Die Europäische Kommission ergreift formelle Maßnahmen auf Grundlage des Digital Services Act, dem neuen europäischen Gesetz für große Online-Plattformen. Shein fällt unter diese Regelungen, da die Plattform sehr viele Nutzer in Europa hat.

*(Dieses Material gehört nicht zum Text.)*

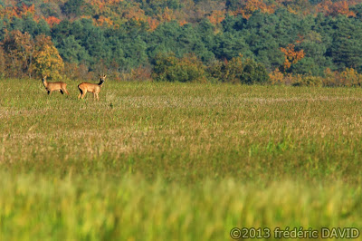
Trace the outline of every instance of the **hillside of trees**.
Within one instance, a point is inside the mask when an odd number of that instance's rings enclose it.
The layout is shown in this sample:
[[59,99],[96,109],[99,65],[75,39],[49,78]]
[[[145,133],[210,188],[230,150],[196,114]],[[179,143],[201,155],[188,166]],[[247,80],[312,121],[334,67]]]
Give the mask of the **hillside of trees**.
[[0,0],[0,19],[2,77],[362,82],[359,0]]

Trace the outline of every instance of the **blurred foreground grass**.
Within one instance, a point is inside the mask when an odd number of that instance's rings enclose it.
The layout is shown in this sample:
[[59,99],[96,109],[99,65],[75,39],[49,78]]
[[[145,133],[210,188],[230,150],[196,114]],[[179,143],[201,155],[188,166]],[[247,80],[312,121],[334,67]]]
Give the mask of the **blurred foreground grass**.
[[362,227],[362,92],[0,82],[1,240]]

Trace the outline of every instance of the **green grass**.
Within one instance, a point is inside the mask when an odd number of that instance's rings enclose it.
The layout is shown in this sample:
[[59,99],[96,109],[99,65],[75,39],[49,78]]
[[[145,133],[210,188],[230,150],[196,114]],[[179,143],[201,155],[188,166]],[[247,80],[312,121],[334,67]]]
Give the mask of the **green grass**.
[[0,240],[362,227],[362,91],[0,82]]

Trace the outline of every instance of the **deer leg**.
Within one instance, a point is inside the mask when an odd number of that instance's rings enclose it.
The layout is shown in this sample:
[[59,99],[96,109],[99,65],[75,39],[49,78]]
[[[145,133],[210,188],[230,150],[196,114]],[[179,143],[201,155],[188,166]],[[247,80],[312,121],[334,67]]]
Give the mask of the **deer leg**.
[[82,92],[82,93],[81,93],[81,99],[84,99],[84,96],[85,96],[85,93],[86,93],[87,92]]
[[68,92],[68,91],[67,91],[67,89],[63,89],[63,92],[66,93],[66,94],[68,94],[69,95],[69,92]]

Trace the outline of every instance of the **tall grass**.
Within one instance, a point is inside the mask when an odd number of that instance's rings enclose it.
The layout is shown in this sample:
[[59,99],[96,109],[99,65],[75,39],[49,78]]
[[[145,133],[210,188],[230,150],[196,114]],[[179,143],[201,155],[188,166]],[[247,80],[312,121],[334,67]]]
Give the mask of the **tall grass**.
[[228,240],[362,224],[362,92],[0,82],[0,239]]

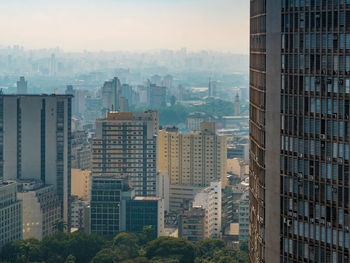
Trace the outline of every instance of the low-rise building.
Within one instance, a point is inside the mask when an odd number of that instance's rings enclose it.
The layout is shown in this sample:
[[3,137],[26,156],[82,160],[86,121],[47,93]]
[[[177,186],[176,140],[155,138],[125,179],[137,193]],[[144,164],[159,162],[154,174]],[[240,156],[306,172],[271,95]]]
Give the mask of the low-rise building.
[[23,238],[43,239],[56,232],[62,208],[53,185],[39,180],[18,181],[17,197],[23,207]]
[[72,169],[71,192],[72,195],[78,196],[85,201],[90,200],[90,176],[91,171]]
[[179,237],[191,242],[197,242],[207,238],[206,209],[192,207],[179,216]]
[[117,176],[93,176],[90,200],[90,231],[107,237],[119,232],[142,232],[152,226],[164,233],[164,200],[135,196],[127,181]]
[[239,202],[239,241],[249,239],[249,193],[245,192]]
[[89,231],[90,206],[84,199],[75,198],[72,201],[71,228],[72,231]]
[[0,251],[14,240],[22,239],[22,202],[17,199],[17,184],[0,181]]
[[123,230],[122,199],[128,184],[116,176],[93,176],[90,198],[90,232],[114,237]]
[[194,207],[206,210],[206,232],[209,238],[221,237],[221,182],[212,182],[194,198]]
[[195,195],[202,189],[203,187],[191,185],[170,185],[169,211],[179,212],[182,210],[188,210],[192,205]]
[[142,232],[151,226],[157,237],[164,235],[164,200],[159,197],[134,197],[126,201],[126,231]]

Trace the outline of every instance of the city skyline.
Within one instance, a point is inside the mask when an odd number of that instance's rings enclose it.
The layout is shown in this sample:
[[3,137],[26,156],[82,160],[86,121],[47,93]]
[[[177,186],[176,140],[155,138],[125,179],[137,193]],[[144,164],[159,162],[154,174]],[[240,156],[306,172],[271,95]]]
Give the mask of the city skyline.
[[15,0],[0,7],[2,46],[67,51],[186,47],[248,54],[248,1]]

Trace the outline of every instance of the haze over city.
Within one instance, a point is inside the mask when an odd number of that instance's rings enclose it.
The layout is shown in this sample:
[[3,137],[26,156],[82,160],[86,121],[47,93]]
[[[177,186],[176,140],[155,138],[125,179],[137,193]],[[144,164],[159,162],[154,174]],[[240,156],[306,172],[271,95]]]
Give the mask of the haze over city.
[[248,53],[249,1],[1,1],[0,45]]

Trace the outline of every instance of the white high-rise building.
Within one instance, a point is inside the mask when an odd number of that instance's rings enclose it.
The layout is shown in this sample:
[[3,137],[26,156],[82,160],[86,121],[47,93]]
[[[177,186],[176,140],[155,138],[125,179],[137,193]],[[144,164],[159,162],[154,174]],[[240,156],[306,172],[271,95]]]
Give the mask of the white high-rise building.
[[0,96],[0,181],[53,185],[69,223],[71,96]]
[[209,238],[221,237],[221,182],[212,182],[210,186],[197,193],[193,207],[206,210],[206,232]]
[[93,175],[127,178],[136,196],[157,195],[158,112],[108,112],[96,121]]
[[17,94],[27,94],[28,91],[28,82],[24,77],[20,77],[17,81]]

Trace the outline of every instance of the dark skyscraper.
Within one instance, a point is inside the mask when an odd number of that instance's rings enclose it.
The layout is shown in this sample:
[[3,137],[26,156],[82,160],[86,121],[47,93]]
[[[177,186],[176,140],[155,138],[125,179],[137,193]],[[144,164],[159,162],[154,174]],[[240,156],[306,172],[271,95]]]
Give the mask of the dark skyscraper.
[[251,1],[250,262],[349,262],[349,4]]

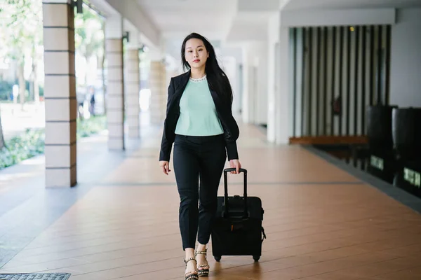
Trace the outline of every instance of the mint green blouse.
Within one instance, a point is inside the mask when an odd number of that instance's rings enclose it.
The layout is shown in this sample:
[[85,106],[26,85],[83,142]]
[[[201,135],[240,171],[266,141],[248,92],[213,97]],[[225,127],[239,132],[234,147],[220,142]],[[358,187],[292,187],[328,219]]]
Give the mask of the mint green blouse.
[[206,76],[199,79],[190,78],[180,100],[175,134],[211,136],[223,133]]

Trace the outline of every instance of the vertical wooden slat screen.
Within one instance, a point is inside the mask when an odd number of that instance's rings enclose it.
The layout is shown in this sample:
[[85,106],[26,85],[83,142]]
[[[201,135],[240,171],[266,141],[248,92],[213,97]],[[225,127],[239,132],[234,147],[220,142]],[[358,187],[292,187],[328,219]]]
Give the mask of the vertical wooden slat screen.
[[365,135],[366,106],[389,103],[390,28],[292,30],[292,136]]

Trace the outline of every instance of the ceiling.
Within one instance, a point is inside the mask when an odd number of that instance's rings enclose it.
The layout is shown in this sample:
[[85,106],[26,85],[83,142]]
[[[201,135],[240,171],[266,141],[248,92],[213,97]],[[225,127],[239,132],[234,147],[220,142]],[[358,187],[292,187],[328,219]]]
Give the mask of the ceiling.
[[166,38],[197,32],[210,40],[222,39],[235,16],[233,0],[138,0],[140,8]]
[[283,10],[421,7],[421,0],[290,0]]

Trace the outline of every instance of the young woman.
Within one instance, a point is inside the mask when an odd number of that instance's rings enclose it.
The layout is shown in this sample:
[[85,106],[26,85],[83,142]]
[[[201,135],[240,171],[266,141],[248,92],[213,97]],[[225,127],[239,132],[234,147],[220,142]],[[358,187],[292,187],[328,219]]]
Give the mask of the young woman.
[[[170,82],[159,165],[168,175],[173,143],[185,279],[194,280],[209,274],[206,245],[227,155],[229,166],[236,168],[232,173],[239,174],[241,164],[236,144],[239,127],[232,111],[232,90],[213,47],[203,36],[192,33],[182,43],[181,58],[188,71]],[[199,245],[194,252],[196,235]]]

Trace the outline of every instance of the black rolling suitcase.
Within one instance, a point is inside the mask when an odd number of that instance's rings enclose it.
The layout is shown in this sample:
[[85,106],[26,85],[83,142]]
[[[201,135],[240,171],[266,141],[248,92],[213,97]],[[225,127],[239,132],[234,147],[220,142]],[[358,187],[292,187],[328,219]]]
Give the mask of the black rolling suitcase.
[[252,255],[255,261],[262,255],[266,238],[262,227],[264,210],[259,197],[247,196],[247,170],[244,174],[244,196],[228,196],[227,174],[224,170],[225,196],[218,197],[216,217],[212,227],[212,253],[220,261],[222,255]]

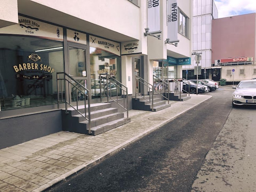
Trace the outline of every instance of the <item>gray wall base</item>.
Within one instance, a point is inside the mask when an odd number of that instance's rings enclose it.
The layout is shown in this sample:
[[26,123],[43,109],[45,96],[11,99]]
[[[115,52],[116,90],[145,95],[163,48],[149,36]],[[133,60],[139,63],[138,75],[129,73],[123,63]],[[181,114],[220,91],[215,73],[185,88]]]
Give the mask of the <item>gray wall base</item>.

Früher hat Brüssel bereits gegen US-Tech-Unternehmen auf Grundlage dieses DSA-Gesetzes vorgegangen und Millionenstrafen verhängt. Auch Präsident Trump greift regelmäßig die europäischen Internet-Regeln scharf an. Brüssel verfolgt die Regel, dass was im täglichen Leben verboten ist, auch im Internet verboten sein muss.
Sexpuppen
Ein wichtiger Punkt in der europäischen Untersuchung ist der mögliche Verkauf illegaler Produkte durch den chinesischen Konzern. Mehrere Berichte nennen speziell Sexpuppen, die Kindern ähneln. Die Kommission möchte prüfen, ob solche Produkte über die Plattform angeboten wurden.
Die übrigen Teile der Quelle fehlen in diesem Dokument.